Un article, récemment publié par le Monde, jette le discrédit sur les moyens les plus utilisés pour protéger les échanges en ligne, que ce soit le commerce électronique, la signature de mails, etc.

En gros, des chercheurs ont repris des méthodes bien connues des experts carte-à-puce, consistant par exemple à mesurer les temps de calculs en fonction de certains paramètres (timing attacks, exemple non récent avec ssh), les consommations de courant en fonction des opérations (sur un PC, ca marche tout de suite moins bien), l'utilisation des zones mémoires, etc. Bref, cela revient à observer le programme au travers de son comportement et des paramètres visibles. D'où le nom de "side-channel analysis".

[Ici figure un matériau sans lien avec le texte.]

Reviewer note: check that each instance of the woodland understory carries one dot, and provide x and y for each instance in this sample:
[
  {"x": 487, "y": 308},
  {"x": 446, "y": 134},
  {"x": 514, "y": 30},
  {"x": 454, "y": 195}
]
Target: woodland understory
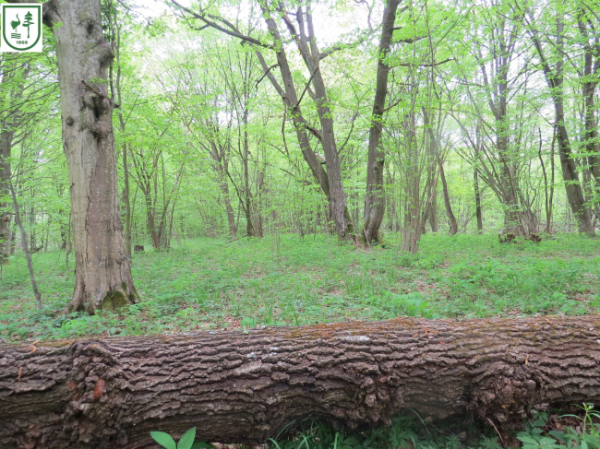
[{"x": 304, "y": 223}]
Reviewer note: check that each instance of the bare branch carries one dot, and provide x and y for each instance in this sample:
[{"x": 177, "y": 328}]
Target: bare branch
[{"x": 231, "y": 30}]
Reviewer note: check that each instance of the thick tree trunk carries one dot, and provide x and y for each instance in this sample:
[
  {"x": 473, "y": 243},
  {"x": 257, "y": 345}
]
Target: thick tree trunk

Un des gros problèmes que les chercheurs ont eu en essayant de transposer ces attaques provient du fait que les PCs actuels exécutent une foultitude de tâches et que cela génère énormément de bruit. En clair, on ne sait plus trop ce que l'on mesure, il faut donc appliquer des méthodes statistiques sur un plus grand nombre d'échantillons.
Dans le cas qui nous intéresse, les chercheurs ont utilisé les fonctionnalités multitâches des nouveaux processeurs pour exécuter leur programme de mesure en parallèle avec l'application de chiffrement. Cela permet en effet d'avoir une finesse intéressante et des résultats plus révélateurs: une clé RSA 512bits en quasiment un coup (un chiffrement).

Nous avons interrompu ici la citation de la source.